Last Friday afternoon, I got the following voice mail on my cellphone:
Good morning, this is Steve DeMaura, the executive director of Carly for America, hope you're doing well. Just wanted to call and introduce myself and give you a quick update on how the campaign's doing. You can give me a call back on my cell phone, [XXX-XXX-XXXX], if you're interested in talking. I'd love the opportunity to connect with you and fill you in on how the campaign's going. Um, you may have seen recently that Fox upgraded Carly in their weekly power ranking to fourth place. Now, according to Fox, she's behind only Bush, Walker and Rubio. Um, we're really gaining momentum out there, I'd love the chance to update you. Um, again, this is Steve DeMaura, the executive director of Carly for America, my cell is [XXX-XXX-XXXX], or if it's easier for you... um, feel free to give me a call or shoot me an email... thanks so much, have a great day!

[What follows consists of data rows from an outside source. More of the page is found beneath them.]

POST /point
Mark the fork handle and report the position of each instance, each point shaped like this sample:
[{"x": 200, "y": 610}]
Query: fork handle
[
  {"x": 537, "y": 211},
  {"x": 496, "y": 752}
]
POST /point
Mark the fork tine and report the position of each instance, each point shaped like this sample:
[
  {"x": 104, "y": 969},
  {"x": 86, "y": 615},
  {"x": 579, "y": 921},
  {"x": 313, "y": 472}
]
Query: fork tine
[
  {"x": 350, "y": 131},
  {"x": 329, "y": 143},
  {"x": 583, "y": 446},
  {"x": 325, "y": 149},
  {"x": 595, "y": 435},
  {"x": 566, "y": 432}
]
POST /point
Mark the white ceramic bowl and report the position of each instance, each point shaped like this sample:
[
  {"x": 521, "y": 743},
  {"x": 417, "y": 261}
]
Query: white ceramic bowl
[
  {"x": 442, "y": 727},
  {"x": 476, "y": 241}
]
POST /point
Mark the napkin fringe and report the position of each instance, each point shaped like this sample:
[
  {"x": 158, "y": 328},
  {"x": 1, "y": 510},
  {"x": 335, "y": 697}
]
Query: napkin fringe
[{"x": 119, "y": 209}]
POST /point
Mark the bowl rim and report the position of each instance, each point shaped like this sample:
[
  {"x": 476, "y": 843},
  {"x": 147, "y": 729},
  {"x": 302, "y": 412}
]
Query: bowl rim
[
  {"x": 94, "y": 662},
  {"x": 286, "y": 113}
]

Republican campaigns that either are desperate or don't know what they're doing will occasionally try to get in touch with Salon Dot Com in efforts to spin us. It's always amusing. But there was something odd about this one. My phone didn't ring -- the message went straight to voice mail. It turns out that a number of journalists got this same voice mail at the same time, despite the friendly, personalized tone of ol' Steve DeMaura just try'na introduce himself and catch up on things. It was a robo-voice-mail. I tried calling the number he gave to leave my own voice mail, which was just going to be a string of obscenities, but his mailbox was full.
I'd also thought at first that "Carly for America" was the Carly Fiorina campaign. Typically "[First Name] for America" is an official campaign organization. DeMaura, or robot-DeMaura, or whoever/whatever this beast was, certainly played off this impression. He wanted to share a "quick update on how the campaign's doing," to "fill [me] in on how the campaign's going." Presumably he would be referring to the entity of which he is executive director, and presumably that would be the official presidential campaign of Carly Fiorina.
Not so! "Carly for America" was the super PAC backing Carly Fiorina, not the official campaign. We use the past tense because as of Monday, "Carly for America" no longer exists. It is now "CARLY for America." The acronym CARLY, per the organization's amended FEC filing, stands for "Conservative, Authentic, Responsible Leadership for You and for America," which is exceptionally funny.
"Carly for America," as the Wall Street Journal noted today, got in some hot water with the FEC for, well, directly breaking a campaign finance rule. The FEC sent a letter to the group in mid-May ordering it to "amend your Statement of Organization to change the name of your political committee so that it does not include the candidate's name and/or provide further clarification regarding the nature of your committee." So the organization just turned "Carly" into a terrible acronym, kept its website and logo the same, and will go about conducting business as usual. It probably could have gotten away with blowing off the FEC entirely, since the FEC's hands are so tied, but it chose to make a mockery of campaign finance rules instead.
And what is CARLY for America's business as usual? Posturing as the official campaign organization for Carly Fiorina's presidential bid, so as to solicit unlimited donations. So far Jeb Bush has gotten most of the attention as the candidate who's "outsourcing" traditional campaign duties to his $100 million super PAC, because Jeb Bush is a more viable candidate than Carly Fiorina. But Fiorina may be the one who's made the most strides thus far in breaking down the campaign/super PAC wall. It was this very same Steve DeMaura who told the Wall Street Journal in late April, shortly before Fiorina's launch, how he intended to use the press as a conduit for signaling with the official campaign.
Steve DeMaura, the executive director of the Carly for America super PAC, said his group will engage in recruiting and activating volunteers, contacting voters and even handling rapid response in the event that Mrs. Fiorina is attacked by the press or fellow candidates. Mr. DeMaura said he didn’t expect the campaign’s efforts to overlap with those of the super PAC.
He suggested that Mrs. Fiorina’s campaign could learn about the PAC’s activities without the two entities coordinating privately. “I would think that if the campaign read about our approach in The Wall Street Journal then they wouldn’t want to duplicate efforts,” said Mr. DeMaura. Mrs. Fiorina’s spokeswoman, Sarah Isgur Flores, declined to comment.
So there's Steve DeMaura -- our good dear friend Steve DeMaura, who just wants to get in touch and gab for a bit -- in a nutshell. He wants to robo-voice-mail a list of journalists and hope that a couple get back in touch with him so he can share a "quick update" on CARLY for America's efforts. Then maybe one of those sucker journalists will write up what CARLY for America has been up to, and then the official campaign can read about it and adjust its strategy accordingly to avoid "overlap."
Very clever, but also, not really. I don't think I'll make an effort to get back in touch with Steve DeMaura.